Algunos de los aspectos más críticos se resuelven en la segunda mitad del metraje: nuevos personajes permiten retomar hilos que habían sido dejados en pausa, la progresión en general es mucho más orgánica, la intriga repunta, las secuencias se apoyan entre sí. Todo se vuelve más difícil para los personajes y, en consecuencia, más interesante para el auditorio (nosotros). Ciertas victorias se pueden contar de esta parte, pero la película continúa arrastrando las mismas carencias. Snyder tiende a construir escenas de acción sin ningún tipo de criterio por el espacio, por el ritmo o por la posición de sus personajes. De por sí lograr una buena secuencia de acción es un reto para cualquier director, pero el neobarroquismo de los efectos especiales dificulta todavía más esta tarea.


Sin embargo, la regla se confirma: menos es más, incluso si Snyder no siempre se da cuenta de eso: dos minutos de Superman golpeando a Steppenwolf valen más que media hora de todo el equipo contra mil secuaces anónimos.
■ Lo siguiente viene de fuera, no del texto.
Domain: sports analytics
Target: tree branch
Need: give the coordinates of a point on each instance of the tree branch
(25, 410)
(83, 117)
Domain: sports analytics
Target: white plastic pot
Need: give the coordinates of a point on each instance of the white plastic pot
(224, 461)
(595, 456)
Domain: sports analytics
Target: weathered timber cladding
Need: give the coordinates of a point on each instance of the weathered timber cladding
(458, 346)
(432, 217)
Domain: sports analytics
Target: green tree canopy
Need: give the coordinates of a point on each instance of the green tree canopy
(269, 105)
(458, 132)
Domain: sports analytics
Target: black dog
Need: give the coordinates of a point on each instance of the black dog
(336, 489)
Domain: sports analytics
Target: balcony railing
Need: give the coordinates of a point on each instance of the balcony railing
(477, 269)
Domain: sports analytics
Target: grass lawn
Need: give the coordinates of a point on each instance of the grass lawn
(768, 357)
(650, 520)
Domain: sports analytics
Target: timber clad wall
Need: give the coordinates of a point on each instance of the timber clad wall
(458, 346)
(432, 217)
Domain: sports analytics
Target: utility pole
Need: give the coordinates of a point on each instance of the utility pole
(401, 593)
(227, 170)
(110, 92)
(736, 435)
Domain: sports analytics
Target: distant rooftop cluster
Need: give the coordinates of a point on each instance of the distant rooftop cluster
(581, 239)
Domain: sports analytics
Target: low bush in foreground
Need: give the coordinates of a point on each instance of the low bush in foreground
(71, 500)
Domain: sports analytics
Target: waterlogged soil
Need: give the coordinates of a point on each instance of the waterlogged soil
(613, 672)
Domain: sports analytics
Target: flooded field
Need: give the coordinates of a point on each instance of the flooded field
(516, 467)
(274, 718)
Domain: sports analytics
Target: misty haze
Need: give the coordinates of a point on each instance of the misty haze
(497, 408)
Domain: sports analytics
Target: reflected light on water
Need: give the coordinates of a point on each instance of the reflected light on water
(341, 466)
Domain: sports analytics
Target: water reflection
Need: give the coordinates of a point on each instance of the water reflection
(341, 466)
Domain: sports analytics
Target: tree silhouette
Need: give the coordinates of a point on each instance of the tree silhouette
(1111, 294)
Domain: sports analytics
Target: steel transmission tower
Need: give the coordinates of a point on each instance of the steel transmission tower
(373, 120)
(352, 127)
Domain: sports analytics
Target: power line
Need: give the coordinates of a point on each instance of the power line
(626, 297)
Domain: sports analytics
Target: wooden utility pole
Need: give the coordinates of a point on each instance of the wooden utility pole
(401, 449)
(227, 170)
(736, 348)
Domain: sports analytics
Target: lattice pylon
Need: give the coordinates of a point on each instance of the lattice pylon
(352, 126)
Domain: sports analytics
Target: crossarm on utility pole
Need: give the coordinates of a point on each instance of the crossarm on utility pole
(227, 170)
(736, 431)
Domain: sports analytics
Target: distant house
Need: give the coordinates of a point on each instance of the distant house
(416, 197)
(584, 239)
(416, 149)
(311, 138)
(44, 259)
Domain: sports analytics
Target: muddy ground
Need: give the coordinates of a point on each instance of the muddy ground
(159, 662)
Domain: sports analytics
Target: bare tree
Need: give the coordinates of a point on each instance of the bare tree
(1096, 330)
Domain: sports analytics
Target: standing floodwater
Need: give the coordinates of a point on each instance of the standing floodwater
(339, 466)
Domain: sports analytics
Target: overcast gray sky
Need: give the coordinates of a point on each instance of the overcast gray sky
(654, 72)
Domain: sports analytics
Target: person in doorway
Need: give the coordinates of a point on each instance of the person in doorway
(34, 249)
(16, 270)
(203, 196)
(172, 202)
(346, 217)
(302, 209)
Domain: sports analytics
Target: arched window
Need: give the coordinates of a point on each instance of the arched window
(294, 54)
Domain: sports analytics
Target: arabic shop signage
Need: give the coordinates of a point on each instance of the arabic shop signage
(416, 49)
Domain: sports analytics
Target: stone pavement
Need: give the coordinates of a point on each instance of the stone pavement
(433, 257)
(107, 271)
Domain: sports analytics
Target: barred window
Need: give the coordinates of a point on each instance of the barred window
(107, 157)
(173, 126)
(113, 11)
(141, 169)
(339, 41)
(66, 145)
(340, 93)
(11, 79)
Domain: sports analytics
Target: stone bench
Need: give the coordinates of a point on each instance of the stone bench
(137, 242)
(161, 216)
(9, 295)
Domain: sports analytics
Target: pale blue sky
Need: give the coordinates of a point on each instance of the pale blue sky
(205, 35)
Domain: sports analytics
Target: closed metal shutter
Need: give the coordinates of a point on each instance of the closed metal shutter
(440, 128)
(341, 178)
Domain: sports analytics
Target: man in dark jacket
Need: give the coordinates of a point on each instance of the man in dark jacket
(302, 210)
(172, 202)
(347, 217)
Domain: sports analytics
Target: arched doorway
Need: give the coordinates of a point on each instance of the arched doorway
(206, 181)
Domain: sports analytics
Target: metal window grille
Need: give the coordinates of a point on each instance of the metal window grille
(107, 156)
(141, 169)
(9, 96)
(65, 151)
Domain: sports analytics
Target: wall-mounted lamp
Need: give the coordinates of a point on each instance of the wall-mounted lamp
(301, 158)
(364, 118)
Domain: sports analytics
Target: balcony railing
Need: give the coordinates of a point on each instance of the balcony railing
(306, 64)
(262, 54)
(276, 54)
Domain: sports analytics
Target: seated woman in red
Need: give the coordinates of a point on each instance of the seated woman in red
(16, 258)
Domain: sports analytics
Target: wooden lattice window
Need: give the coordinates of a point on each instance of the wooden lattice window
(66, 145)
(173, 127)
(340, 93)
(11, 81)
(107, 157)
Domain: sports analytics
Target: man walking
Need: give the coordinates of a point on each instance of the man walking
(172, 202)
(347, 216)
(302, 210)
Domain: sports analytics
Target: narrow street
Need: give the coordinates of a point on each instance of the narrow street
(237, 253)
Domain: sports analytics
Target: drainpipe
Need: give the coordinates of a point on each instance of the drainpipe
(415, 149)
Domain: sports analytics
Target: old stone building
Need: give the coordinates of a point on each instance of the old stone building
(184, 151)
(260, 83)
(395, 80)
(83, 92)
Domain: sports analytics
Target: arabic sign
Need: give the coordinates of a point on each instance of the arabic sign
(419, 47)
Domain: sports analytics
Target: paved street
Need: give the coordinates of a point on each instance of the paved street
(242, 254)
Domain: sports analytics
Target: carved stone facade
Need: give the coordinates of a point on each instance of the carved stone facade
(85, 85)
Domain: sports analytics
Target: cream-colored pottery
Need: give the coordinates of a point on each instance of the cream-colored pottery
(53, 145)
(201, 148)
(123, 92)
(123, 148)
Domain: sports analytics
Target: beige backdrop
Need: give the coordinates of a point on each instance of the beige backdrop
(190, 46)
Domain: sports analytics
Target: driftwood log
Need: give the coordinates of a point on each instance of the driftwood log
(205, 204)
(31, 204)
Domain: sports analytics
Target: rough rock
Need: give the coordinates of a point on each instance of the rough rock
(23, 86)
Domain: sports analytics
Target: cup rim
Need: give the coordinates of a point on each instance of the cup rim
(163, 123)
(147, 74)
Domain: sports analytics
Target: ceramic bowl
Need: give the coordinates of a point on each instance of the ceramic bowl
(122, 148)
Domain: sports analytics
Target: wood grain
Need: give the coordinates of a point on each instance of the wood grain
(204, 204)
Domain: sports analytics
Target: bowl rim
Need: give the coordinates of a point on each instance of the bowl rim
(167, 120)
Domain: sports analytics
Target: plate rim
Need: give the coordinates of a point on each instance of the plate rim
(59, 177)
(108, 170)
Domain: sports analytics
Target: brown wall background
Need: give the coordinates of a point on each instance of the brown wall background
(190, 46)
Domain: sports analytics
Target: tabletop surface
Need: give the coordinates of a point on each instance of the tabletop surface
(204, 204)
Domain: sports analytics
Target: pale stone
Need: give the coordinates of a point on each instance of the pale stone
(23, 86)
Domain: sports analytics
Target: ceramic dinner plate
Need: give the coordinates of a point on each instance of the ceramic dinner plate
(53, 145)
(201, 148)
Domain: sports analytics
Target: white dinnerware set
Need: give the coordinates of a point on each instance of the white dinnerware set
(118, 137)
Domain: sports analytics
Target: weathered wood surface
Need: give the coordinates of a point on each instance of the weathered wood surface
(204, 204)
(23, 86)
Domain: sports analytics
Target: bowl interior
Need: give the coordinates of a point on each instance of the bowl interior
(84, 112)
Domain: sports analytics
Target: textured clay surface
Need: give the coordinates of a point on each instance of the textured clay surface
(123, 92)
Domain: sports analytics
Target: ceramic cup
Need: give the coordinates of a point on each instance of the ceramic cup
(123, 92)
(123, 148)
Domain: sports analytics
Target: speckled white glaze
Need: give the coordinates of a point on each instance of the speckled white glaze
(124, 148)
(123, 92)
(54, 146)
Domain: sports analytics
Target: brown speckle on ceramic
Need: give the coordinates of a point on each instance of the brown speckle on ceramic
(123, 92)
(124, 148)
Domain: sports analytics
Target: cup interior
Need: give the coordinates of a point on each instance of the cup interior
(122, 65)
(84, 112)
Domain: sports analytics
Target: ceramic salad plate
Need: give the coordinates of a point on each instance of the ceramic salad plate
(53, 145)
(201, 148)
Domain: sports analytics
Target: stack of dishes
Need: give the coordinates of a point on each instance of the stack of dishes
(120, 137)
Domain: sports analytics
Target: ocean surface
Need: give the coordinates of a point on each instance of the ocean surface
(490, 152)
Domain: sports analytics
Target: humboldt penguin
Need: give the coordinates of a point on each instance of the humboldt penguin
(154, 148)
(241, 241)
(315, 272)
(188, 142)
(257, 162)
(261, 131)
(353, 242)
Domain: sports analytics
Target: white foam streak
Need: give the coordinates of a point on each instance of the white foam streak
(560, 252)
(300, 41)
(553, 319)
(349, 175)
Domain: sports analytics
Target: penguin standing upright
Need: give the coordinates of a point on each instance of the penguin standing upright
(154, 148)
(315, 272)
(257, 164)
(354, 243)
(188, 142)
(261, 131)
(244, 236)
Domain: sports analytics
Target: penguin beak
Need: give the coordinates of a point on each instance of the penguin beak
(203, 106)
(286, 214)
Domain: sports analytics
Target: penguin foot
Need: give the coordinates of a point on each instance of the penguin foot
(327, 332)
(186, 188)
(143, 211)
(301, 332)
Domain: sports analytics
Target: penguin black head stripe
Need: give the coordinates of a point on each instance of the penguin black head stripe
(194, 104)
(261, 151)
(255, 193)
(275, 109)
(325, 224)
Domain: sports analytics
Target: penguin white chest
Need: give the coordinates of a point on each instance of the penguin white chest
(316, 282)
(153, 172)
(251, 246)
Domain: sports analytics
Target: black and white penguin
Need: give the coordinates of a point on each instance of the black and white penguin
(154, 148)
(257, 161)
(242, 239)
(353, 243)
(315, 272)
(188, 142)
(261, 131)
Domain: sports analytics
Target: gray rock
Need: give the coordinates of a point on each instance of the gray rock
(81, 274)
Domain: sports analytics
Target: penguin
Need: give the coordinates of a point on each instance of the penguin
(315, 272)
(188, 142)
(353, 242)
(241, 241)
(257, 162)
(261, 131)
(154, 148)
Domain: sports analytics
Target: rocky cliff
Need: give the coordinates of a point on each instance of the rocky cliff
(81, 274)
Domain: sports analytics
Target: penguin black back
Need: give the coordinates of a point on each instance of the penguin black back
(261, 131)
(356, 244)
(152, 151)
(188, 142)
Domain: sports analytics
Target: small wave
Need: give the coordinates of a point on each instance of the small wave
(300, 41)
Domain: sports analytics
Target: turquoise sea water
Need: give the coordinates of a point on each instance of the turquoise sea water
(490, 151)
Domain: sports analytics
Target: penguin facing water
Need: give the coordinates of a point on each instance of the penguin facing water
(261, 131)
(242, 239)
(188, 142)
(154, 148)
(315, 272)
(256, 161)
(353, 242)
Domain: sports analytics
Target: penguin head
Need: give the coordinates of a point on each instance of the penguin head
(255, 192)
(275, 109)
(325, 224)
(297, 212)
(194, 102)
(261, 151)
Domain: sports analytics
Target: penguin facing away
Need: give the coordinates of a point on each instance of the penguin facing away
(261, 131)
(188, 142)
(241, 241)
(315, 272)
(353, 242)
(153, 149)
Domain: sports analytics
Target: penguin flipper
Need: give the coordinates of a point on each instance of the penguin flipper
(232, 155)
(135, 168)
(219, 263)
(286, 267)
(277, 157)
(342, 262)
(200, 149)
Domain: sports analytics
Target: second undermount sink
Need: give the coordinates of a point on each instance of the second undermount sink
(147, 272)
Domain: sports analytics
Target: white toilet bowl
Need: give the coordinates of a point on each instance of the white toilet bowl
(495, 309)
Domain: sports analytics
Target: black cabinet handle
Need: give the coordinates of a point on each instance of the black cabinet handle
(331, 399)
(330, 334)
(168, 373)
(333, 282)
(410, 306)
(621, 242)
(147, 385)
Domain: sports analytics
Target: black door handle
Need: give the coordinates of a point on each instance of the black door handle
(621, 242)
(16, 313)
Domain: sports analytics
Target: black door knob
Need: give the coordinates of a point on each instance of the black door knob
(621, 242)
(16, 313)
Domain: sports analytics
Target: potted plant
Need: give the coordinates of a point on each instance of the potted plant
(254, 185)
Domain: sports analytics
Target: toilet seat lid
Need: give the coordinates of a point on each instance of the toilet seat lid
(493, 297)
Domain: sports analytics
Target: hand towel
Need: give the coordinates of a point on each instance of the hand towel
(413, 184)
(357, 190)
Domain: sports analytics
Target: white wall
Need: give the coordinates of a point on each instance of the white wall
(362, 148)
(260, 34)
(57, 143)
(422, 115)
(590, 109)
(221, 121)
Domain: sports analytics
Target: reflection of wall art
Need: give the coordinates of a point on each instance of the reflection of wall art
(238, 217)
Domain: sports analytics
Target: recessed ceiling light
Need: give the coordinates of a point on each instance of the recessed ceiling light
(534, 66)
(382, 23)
Es una estrategia esperada, pero efectiva: aprovechar la grandiosidad de los personajes (muchos de ellos emblemáticos del imaginario popular) en lugar de atiborrarse de CGI.


El Snyder Cut nos deja con una trama bastante elemental dentro del género de superhéroes, si bien se enriquece en sobremanera de efectos especiales y del peso cultural de casi todos los héroes que consigue poner en escena. El viaje que ha tomado para llegar aquí no la redime de sus carencias, pero tampoco es algo que deba subestimarse.